Managed by an Apple customer to shoot down a popular myth about the iPhone multitasking and associated battery, thanked by Apple’s Senior Vice President of Software, Craig Fedeighi. It’s been a long-standing game in some circles that using the multitasking feature of iOS to force quit apps help save an iPhone’s battery life, or to improve the speediness of the software when the samrtphone becomes slow. But it has now been confirmed by Apple executive that closing multitasking apps on iPhones doesn’t really help save battery life, and “No” is the answer.

The myth that opening up the iOS app switcher and killing background apps would preserve batter life on iPhone or iPad, was the case. If you’re one of those owners suffers from depletion at an accelerated rate, then the chances are that you have gone through every process recommended on the Internet to try it out and hold onto every single drop of power possible. Where empirical research advises owners to kill all apps from the app switcher, which is also a kind known as multitasking tray. In this theory those apps, although inactive, are still consuming memory and power resources to remain in the background. This iPhone owner really wanted to query that with CEO Tim Cook, and 9to5Mac has got the chance to obtain a copy of that email.

Originally sent to Tim Cook on the evening of March 6, 2016, asks if the Apple’s CEO personally quits apps from the iOS app switcher on his iPhone on a regular basis.
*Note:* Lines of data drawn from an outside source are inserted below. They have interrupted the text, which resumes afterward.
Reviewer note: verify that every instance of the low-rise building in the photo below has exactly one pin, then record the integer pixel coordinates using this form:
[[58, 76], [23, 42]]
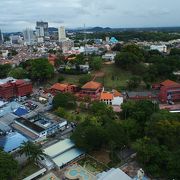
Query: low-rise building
[[160, 48], [91, 89], [39, 127], [11, 87], [62, 88], [62, 153], [169, 91], [113, 174], [113, 98], [109, 56]]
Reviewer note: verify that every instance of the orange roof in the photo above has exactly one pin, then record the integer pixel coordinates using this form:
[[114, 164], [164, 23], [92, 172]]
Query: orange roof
[[117, 94], [169, 83], [106, 96], [92, 85], [60, 87]]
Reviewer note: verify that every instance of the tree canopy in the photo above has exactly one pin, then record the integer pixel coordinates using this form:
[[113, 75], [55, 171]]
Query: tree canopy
[[8, 166], [64, 100], [4, 70]]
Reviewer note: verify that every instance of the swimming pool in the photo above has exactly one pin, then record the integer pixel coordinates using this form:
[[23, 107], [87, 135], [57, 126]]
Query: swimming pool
[[12, 141], [76, 173]]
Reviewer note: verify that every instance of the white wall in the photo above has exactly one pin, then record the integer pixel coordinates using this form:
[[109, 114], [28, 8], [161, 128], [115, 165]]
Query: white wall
[[117, 101]]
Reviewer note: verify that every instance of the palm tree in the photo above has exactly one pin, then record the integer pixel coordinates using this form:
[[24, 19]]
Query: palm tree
[[32, 151]]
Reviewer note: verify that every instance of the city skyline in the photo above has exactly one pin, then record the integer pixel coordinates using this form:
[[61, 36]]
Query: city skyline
[[74, 13]]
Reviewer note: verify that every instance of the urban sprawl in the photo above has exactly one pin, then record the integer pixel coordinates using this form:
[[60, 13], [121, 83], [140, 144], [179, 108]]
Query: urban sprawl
[[89, 104]]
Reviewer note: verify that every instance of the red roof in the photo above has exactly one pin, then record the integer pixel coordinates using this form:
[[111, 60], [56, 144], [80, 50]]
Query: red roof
[[92, 85], [117, 94], [59, 87], [169, 83], [20, 81], [106, 96]]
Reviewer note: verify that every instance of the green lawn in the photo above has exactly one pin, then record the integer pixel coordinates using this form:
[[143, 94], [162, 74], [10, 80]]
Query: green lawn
[[27, 170], [114, 77], [92, 165]]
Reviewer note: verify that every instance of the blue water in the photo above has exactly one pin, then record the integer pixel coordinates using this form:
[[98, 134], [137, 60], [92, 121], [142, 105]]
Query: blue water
[[81, 173], [12, 141], [73, 172]]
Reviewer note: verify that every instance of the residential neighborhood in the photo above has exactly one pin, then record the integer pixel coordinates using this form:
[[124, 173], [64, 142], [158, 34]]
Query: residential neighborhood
[[89, 103]]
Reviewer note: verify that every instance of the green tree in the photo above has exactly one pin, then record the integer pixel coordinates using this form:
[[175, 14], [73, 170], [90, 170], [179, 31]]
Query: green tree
[[4, 70], [134, 82], [126, 60], [84, 79], [96, 63], [41, 69], [32, 151], [65, 100], [8, 166], [175, 51], [18, 73], [89, 136]]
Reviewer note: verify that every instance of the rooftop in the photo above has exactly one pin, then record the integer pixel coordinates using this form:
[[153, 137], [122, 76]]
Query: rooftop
[[59, 148], [67, 156], [30, 124], [59, 86], [169, 83], [106, 96], [92, 85], [113, 174]]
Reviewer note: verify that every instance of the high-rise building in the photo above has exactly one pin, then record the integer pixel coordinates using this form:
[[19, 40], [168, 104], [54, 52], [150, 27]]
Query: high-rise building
[[28, 36], [62, 33], [1, 37], [41, 29]]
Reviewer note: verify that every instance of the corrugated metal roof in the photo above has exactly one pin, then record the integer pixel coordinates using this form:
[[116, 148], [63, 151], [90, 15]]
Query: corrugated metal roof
[[114, 174], [67, 157], [59, 148]]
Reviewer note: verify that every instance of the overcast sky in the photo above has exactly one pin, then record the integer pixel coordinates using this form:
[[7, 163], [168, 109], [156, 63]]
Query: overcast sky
[[15, 15]]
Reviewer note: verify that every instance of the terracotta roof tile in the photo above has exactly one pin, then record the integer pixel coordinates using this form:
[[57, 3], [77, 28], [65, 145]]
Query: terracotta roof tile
[[169, 83], [92, 85], [116, 93], [59, 87], [106, 96]]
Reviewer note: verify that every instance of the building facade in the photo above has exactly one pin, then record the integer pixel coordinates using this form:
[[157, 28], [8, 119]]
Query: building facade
[[28, 36], [61, 33]]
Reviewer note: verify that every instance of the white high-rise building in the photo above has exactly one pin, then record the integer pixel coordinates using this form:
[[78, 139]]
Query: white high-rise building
[[1, 37], [28, 36], [62, 33]]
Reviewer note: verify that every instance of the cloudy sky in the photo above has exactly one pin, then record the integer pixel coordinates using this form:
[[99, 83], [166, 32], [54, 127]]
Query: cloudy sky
[[19, 14]]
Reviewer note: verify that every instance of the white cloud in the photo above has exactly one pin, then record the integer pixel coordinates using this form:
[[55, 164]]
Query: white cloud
[[19, 14]]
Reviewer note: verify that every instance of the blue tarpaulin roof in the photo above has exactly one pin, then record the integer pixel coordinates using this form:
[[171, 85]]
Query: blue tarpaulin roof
[[12, 141], [20, 111]]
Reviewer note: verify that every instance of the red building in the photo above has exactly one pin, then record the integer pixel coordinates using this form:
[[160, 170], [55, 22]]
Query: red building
[[92, 89], [169, 90], [15, 88]]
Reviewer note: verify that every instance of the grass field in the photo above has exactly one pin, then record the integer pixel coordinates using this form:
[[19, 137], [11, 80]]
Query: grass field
[[92, 165], [114, 77]]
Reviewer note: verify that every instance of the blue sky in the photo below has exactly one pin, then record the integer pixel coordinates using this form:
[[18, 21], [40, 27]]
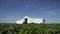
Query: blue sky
[[12, 10]]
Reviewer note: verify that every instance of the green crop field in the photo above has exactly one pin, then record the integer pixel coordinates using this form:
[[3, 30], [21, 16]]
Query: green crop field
[[29, 28]]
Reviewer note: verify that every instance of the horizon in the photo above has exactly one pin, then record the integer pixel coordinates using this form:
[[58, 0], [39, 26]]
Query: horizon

And if so, is it necessary for the preservation of battery life? Calep signs the email off with the declaration that he’s rooting for Apple in its encryption case against the FBI.

Unfortunately, he didn’t get the reply that he would have wanted from Apple’s enigmatic Tim Cook, but he did get the answer from one of Apple’s high-ranking executives, Craig Federighi, this:

Simply choosing to answer the question of “Do you quit your iOS multitasking apps frequently, and is this necesarry for battery life?” with a straifgt forward proclamation given “No and No“. He does append the answer with a little cheeky smiley face, and thanked Caleb “for being an Apple customer“.

To learn more about the simplest nature of swiping apps off of the multitasking landing pad, and subsiquently “quitting” them, helped create a widespread belief that an iPhone’s battery would be preserved for a little longer. In fact, doing this could result quite opposite, where, you could be shortening the battery life of your iPhone. Force quitting an app purges all of its code from the RAM of the device, requiring it to be re-loaded upon the next time you visit the app. Exceptions can be made by toggling off a feature called “Background App Refresh,” which the Facebook app was found to be suspiciously circumventing in recent months. The social media mobile app was discovered to be the culprit behind cases of dramatic battery drain, even when the Background App Refresh was completely turned off.

Apple indeed offering a simple but very useful tools to keep on top of things. Go to Settings > Battery > and scroll down to Battery Usage. Check “Last 24 hours” and “Last 7 Days”, which would give you a full picture at where the heaviest-hitting battery life apps are coming from. Stop them if required to save some of your iPhone battery life and consumption.

Or else restrict specific app access to Background App Refresh — or turn it off altogether. But that can drastically hinder cetain apps’ key features – in Settings > General > Background App Refresh.

Official Apple confirmation says that killing apps from the iOS app switcher does not offer any battery benefits at all at this point.